Denon turntables are not the most well known turntables in the world. Cartridges, sure. They have created some of the most well respected cartridges of all time. But are their turntables equally as good?

History of Denon Turntables

Denon is a Japanese electronics company established as part of a larger company in 1910. Initially manufacturing gramophones and single-sided records, the company merged many times over the next few decades. After absorbing Japan Denki Onkyo, the Denon name was born.

Some of Denon’s achievements include the manufacturing of the first LP records in Japan and the creation of the legendary DL-103 cartridge.

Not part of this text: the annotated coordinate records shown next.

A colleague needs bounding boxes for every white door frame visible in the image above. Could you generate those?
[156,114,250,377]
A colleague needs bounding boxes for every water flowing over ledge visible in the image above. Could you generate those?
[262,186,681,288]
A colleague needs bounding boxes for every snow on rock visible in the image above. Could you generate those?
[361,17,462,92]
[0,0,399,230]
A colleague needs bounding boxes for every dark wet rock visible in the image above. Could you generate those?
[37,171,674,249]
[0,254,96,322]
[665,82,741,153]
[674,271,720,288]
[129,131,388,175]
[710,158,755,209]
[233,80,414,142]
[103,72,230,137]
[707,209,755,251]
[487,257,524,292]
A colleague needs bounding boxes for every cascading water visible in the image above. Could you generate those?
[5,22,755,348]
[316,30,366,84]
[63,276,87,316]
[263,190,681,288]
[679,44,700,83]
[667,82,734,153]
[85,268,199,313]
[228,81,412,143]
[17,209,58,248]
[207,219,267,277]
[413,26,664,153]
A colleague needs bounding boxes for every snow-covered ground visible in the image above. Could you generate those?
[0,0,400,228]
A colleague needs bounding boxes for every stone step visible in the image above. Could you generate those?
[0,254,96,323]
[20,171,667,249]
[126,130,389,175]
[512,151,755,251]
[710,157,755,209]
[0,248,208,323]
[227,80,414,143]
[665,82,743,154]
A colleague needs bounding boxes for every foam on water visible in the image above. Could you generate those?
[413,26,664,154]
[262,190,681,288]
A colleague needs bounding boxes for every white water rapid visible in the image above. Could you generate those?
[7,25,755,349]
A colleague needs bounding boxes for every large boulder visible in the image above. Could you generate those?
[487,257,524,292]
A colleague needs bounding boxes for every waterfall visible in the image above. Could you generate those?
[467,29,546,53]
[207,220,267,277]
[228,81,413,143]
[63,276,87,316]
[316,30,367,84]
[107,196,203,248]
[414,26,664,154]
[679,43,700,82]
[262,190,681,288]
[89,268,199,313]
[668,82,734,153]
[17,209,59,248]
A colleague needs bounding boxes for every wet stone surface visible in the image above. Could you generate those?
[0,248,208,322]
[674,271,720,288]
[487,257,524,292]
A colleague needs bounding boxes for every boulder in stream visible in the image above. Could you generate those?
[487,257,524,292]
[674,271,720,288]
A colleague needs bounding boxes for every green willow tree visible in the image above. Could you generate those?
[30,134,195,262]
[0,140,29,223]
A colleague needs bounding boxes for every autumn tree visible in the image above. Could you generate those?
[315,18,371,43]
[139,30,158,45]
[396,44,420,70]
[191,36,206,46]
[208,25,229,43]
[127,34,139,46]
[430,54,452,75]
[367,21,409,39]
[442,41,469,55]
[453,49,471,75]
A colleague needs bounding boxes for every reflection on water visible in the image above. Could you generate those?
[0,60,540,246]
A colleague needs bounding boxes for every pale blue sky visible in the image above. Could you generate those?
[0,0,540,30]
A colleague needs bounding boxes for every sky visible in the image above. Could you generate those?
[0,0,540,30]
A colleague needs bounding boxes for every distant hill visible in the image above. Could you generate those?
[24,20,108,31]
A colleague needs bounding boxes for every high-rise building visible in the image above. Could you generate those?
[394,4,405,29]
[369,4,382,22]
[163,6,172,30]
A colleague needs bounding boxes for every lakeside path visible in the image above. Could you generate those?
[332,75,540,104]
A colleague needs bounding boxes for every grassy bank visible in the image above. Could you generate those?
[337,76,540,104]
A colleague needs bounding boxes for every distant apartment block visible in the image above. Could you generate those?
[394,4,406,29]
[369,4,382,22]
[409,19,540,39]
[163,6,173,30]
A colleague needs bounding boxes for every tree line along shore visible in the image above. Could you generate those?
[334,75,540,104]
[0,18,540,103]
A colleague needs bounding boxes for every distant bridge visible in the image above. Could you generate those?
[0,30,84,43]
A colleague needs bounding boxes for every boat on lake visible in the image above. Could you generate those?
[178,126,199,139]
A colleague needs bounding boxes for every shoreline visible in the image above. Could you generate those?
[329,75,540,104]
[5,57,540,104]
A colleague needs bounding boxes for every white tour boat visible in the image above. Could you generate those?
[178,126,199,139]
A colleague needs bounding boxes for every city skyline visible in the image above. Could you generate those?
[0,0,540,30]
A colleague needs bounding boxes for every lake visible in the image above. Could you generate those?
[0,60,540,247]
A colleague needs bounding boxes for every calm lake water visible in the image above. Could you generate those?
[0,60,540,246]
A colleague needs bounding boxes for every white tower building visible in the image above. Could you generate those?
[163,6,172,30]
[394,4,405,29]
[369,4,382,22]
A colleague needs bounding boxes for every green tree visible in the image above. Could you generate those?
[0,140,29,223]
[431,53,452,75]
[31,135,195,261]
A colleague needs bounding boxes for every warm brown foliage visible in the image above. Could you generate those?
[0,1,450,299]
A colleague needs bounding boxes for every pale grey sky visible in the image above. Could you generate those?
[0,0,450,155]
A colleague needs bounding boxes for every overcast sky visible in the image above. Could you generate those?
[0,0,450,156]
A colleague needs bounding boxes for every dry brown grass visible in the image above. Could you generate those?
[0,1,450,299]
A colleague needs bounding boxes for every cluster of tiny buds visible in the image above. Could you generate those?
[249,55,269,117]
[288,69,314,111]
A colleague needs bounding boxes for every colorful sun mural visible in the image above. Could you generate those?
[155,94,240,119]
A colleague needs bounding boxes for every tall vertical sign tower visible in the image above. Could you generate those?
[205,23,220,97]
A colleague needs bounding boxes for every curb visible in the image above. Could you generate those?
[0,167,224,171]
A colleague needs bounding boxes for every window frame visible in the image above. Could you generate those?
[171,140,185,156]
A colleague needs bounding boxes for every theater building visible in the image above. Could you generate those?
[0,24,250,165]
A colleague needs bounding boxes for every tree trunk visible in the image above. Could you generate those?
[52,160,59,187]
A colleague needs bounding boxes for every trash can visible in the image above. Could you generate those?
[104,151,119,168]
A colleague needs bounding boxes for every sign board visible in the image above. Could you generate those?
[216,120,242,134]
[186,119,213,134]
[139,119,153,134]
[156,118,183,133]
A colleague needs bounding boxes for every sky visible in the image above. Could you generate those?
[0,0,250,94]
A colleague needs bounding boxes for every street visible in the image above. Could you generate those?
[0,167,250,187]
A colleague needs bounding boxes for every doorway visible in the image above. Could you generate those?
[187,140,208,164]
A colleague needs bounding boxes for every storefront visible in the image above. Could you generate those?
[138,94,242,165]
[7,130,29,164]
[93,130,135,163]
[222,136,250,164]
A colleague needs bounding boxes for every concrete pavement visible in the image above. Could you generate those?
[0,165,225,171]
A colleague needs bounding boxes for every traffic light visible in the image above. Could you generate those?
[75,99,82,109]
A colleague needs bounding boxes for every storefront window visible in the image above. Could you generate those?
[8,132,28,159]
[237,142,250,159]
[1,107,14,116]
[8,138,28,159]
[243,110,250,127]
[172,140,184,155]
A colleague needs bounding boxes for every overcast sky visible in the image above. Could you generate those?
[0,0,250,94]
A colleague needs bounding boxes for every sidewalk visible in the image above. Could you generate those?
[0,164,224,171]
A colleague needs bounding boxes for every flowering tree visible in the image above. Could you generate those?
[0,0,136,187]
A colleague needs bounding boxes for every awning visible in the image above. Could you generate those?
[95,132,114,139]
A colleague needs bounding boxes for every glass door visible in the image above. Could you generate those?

Denon continue to create wonderful moving coil cartridges today, and have expanded in to the world of home theatre – including receivers and blu-ray players.

 Denon Turntables Today

Denon turntable model numbers are all prefixed with ‘DP’. Their vintage turntables are generally well made and sound excellent.

Unfortunately, their best turntables are incredibly hard to find. This is likely why they come up rarely in discussions of the best vintage turntables. To be considered the best, you have to be heard first. A second hand Denon turntable is a rare find, and thus not often the first thing that comes to mind when recommending or searching for a vintage turntable.

Denon still make turntables at entry level prices. For the most part, their cheap turntables aren’t worth the money, especially when compared to the competition.

If you’re lucky enough to happen upon a vintage Denon turntable at a garage sale or similar, be sure to pick it up. Chances are it’ll be a great little unit.

Denon Turntables To Look Out For

The following is a short list of wonderful Denon turntables that are worth purchasing if found:

  • DP-100
  • DP-80
  • DP-75
  • DP-72
  • DP-70
  • DP-62
  • DP-61
  • DP-60
  • DP-59
  • DP-55
  • DP-6000
As a guideline, the higher the number of a Denon turntable, the better. The 4 figure series is an exception, as the DP-6000 is about on par with the DP-55. The turntables often have a suffix letter as well: F for ‘fully automatic’ and L for ‘auto-lift’ at the end of play. Auto-return was a common feature of Denon turntables, and they rarely made fully manual turntables.